A new species of fossil horse from 4.4 million-year-old fossil-rich deposits in Ethiopia,
Eurygnathohippus woldegabrieli, was about the size of a small zebra, Eurygnathohippus woldegabrieli, had three-toed hooves and grazed the grasslands and shrubby woods in the Afar Region, according to its naming in the Journal of Vertebrate Paleontology.
The horse fills a gap in the evolutionary history of horses but is also important for documenting how old a fossil locality is and in reconstructing habitats of human forebears of the time, said Scott Simpson, professor of anatomy at Case Western Reserve's School of Medicine, and co-author of the research. "This horse is one piece of a very complex puzzle that has many, many pieces."
The researchers found the first E. woldegabrieli teeth and bones in 2001, in the Gona area of the Afar Region. This fossil horse was among the diverse array of animals that lived in the same areas as the ancient human ancestor Ardipithecus ramidus, commonly called Ardi.
"The fossil search team spreads out to survey for fossils in the now arid badlands of the Ethiopian desert.," Simpson said. "Among the many fossils we found are the two ends of the foreleg bone—the canon—brilliant white and well preserved in the red-tinted earth."
A year later, they returned and found part of the connecting shaft, which was split lengthwise but provided the crucial full length of the bone. The long slender bone indicates this ancient species was an adept runner, similar to modern zebras, and analyses of their teeth indicated they relied heavily on eating grasses in the grassy woodland environment.
The horse had longer legs than ancestral horses that lived and fed in forests about 6 million to 10 million years ago, Simpson said. The change helped the more recent horses cover long distances as they grazed and flee lions, sabre-tooth cats and hunting hyenas that would run down their prey.

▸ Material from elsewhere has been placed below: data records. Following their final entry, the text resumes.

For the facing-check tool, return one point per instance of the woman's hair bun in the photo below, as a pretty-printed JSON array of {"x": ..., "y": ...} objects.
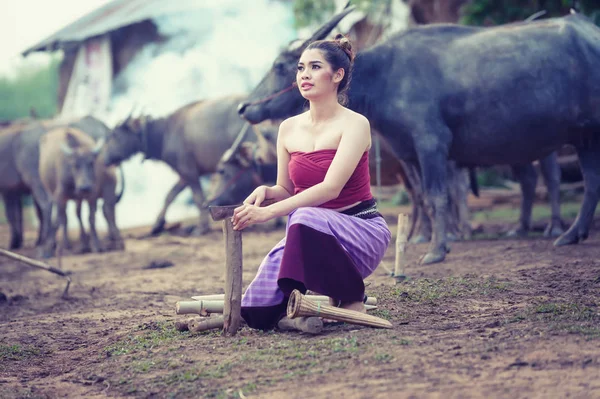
[{"x": 345, "y": 45}]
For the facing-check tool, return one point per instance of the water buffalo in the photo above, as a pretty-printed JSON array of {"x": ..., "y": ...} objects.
[
  {"x": 479, "y": 96},
  {"x": 12, "y": 187},
  {"x": 191, "y": 141},
  {"x": 245, "y": 166},
  {"x": 19, "y": 151},
  {"x": 69, "y": 168}
]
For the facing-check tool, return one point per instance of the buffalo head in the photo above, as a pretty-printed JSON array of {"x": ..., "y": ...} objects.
[
  {"x": 125, "y": 140},
  {"x": 276, "y": 97},
  {"x": 81, "y": 161}
]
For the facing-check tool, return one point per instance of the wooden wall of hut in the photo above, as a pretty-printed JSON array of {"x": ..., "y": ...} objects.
[{"x": 126, "y": 42}]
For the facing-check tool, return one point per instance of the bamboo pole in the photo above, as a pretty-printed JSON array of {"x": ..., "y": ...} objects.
[
  {"x": 311, "y": 325},
  {"x": 401, "y": 240},
  {"x": 299, "y": 306},
  {"x": 215, "y": 306},
  {"x": 198, "y": 307},
  {"x": 208, "y": 323},
  {"x": 39, "y": 265},
  {"x": 372, "y": 301}
]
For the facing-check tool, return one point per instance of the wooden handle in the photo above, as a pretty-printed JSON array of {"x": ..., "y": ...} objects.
[
  {"x": 232, "y": 309},
  {"x": 401, "y": 239}
]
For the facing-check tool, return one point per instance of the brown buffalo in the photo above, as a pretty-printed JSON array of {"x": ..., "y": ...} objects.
[
  {"x": 19, "y": 164},
  {"x": 191, "y": 141},
  {"x": 70, "y": 168}
]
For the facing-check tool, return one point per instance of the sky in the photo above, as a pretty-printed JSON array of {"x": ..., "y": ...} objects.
[{"x": 25, "y": 22}]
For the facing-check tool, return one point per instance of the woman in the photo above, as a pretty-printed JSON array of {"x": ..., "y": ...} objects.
[{"x": 335, "y": 236}]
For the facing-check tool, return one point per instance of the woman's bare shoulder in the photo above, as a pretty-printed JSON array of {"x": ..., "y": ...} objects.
[
  {"x": 356, "y": 119},
  {"x": 292, "y": 123}
]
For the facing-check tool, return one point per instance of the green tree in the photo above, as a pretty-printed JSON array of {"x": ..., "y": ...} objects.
[
  {"x": 497, "y": 12},
  {"x": 308, "y": 12},
  {"x": 32, "y": 87}
]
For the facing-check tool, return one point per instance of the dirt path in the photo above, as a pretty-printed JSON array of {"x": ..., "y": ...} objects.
[{"x": 501, "y": 318}]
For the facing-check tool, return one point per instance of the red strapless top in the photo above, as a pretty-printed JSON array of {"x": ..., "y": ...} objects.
[{"x": 309, "y": 168}]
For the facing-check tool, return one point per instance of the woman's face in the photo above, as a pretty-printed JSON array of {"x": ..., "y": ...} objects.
[{"x": 315, "y": 77}]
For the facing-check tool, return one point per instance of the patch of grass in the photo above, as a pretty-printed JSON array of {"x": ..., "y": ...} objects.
[
  {"x": 383, "y": 358},
  {"x": 433, "y": 290},
  {"x": 152, "y": 335},
  {"x": 383, "y": 313},
  {"x": 569, "y": 317},
  {"x": 17, "y": 352}
]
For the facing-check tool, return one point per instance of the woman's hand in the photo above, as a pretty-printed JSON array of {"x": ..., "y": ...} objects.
[
  {"x": 248, "y": 214},
  {"x": 258, "y": 196}
]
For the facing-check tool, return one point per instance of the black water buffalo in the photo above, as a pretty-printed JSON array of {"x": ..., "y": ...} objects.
[{"x": 509, "y": 94}]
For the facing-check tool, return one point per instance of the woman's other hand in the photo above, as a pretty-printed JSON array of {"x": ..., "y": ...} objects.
[
  {"x": 257, "y": 197},
  {"x": 249, "y": 214}
]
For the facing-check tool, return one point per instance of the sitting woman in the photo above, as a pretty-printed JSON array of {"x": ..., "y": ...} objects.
[{"x": 335, "y": 237}]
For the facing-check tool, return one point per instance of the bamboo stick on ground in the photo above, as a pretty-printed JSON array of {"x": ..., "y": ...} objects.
[
  {"x": 39, "y": 265},
  {"x": 197, "y": 307},
  {"x": 401, "y": 239},
  {"x": 299, "y": 305},
  {"x": 208, "y": 323},
  {"x": 321, "y": 298},
  {"x": 216, "y": 306},
  {"x": 311, "y": 325}
]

The other fossils they found included teeth, which are taller than their ancestors' and with crowns worn flatter—more signs the horses had adapted to a grazing life. Analyses of the isotopic composition of the enamel confirmed that E. woldegabrieli subsisted on grass.
"Grasses are like sandpaper," Simpson said. "They wear the teeth down and leave a characteristic signature of pits and scratches on the teeth so we can reliably reconstruct their ancient diets."
Horse expert Raymond L. Bernor, from the Laboratory of Evolutionary Biology at the Howard University College of Medicine in Washington D.C., led the fossil analysis. The bones, which remain at the National Museum of Ethiopia in Addis Ababa, Ethiopia, showed this was a significantly different animal than the horses more than 5 million years old, and those 3.5 million years old and younger. Members of the youngest group are taller and have longer noses, further adaptations to the open grasslands, the researchers say.
Members of the two paleontological projects decided to name the species in honor of WoldeGabriel, a geologist at Los Alamos National Laboratory. They want to recognize the high professional regard he's earned from peers and his many contributions in unraveling the geological complexities of the deposits in the Ethiopian Rift system where fossils of some of our oldest human ancestors have been found
WoldeGabriel, who was not involved in the analysis of the fossil horse, is the project geologist for the Middle Awash project in Ethiopia.
"Giday oversees the sedimentology, geochronology and volcanology and how the Middle Awash Valley in the Afar rift is changing shape," Simpson said. He praised WoldeGabriel as a top scientist who helps fellow researchers navigate the rugged region and government offices.
"And he leads by example, in terms of working hard," Simpson continued. "He's not afraid of a very long walk in the heat, carrying a 5-pound hammer to collect samples."
Eurygnathohippus woldegabrieli was named for geologist Giday WoldeGabriel, who earned his PhD at Case Western Reserve in 1987.